New scanning technologies are increasing the importance of 3D mesh data and the need for algorithms that can reliably align it. Surface registration is important for building full 3D models from partial scans, creating statistical shape models, shape retrieval, and tracking.
The problem is particularly challenging for non-rigid and articulated objects like human bodies. While the challenges of real-world data registration are not present in existing synthetic datasets, establishing ground-truth correspondences for real 3D scans is difficult.
We propose a new dataset called FAUST (Fine Alignment Using Scan Texture), containing 300 real, high-resolution human scans of 10 different subjects in 30 different poses, with automatically computed ground-truth correspondences.
Scans are acquired through a 3D multi-stereo system; each scan is a high-resolution, triangulated, non-watertight mesh. Compared to synthetic meshes, FAUST scans present much more challenging features: missing data, different topologies, high resolution, realistic deformations, self contacts.
We define ground-truth correspondences between these scans by bringing each scan into alignment with a common template mesh, using a novel technique that exploits both 3D shape and surface texture information.
To achieve full-body ground-truth correspondence between meshes, we paint the subjects with a high-frequency texture pattern and place textured markers on key anatomical locations.

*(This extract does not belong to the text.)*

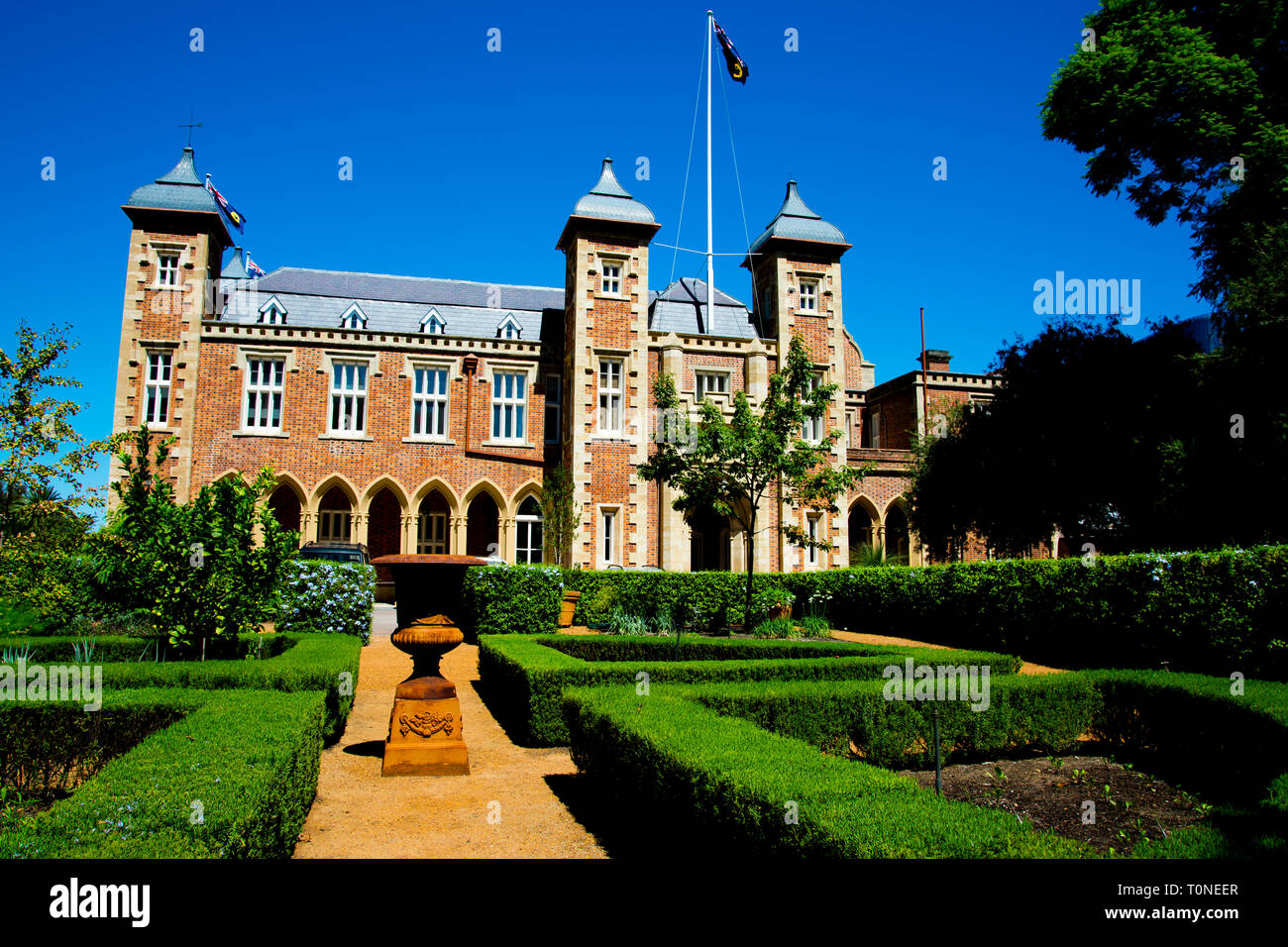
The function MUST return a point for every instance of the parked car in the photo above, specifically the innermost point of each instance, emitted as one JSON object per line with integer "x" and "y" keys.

Our alignment technique estimates scene lighting and surface albedo, and uses the albedo to construct a high-resolution textured 3D model. The model is brought into registration with multi-camera image data using a robust matching term. Texture information adjusts vertex placement mostly in smooth 3D areas (like the stomach and back), complementing the partial or ambiguous information provided by the shape and improving intra-subject correspondences between scans.
We verify the quality of our alignments both in terms of geometry and color, and ensure that the ground-truth correspondences we define are accurate within 2mm.
While we exploit painting to provide reliable dense intra-subject correspondences, between different subjects we define only a set of sparse ground-truth correspondences. Neither the natural texture of different people, nor our painted texture, can be matched across subjects. And in general, a correspondence across different body shapes may not be well defined. We take an approach that is common in the anthropometry and motion capture communities of identifying key landmarks on the body, and we use these for sparse correspondence -- drawing a set of 17 easily identifiable landmarks on specific body points where bones are palpable.
FAUST is subdivided into a training and a test set. The training set includes 100 scans (10 per subject) with their corresponding ground-truth alignments. The test set includes 200 scans. The FAUST benchmark defines 100 preselected scan pairs, partitioned into two classes – 60 requiring intra-subject matching, 40 requiring inter-subject matching.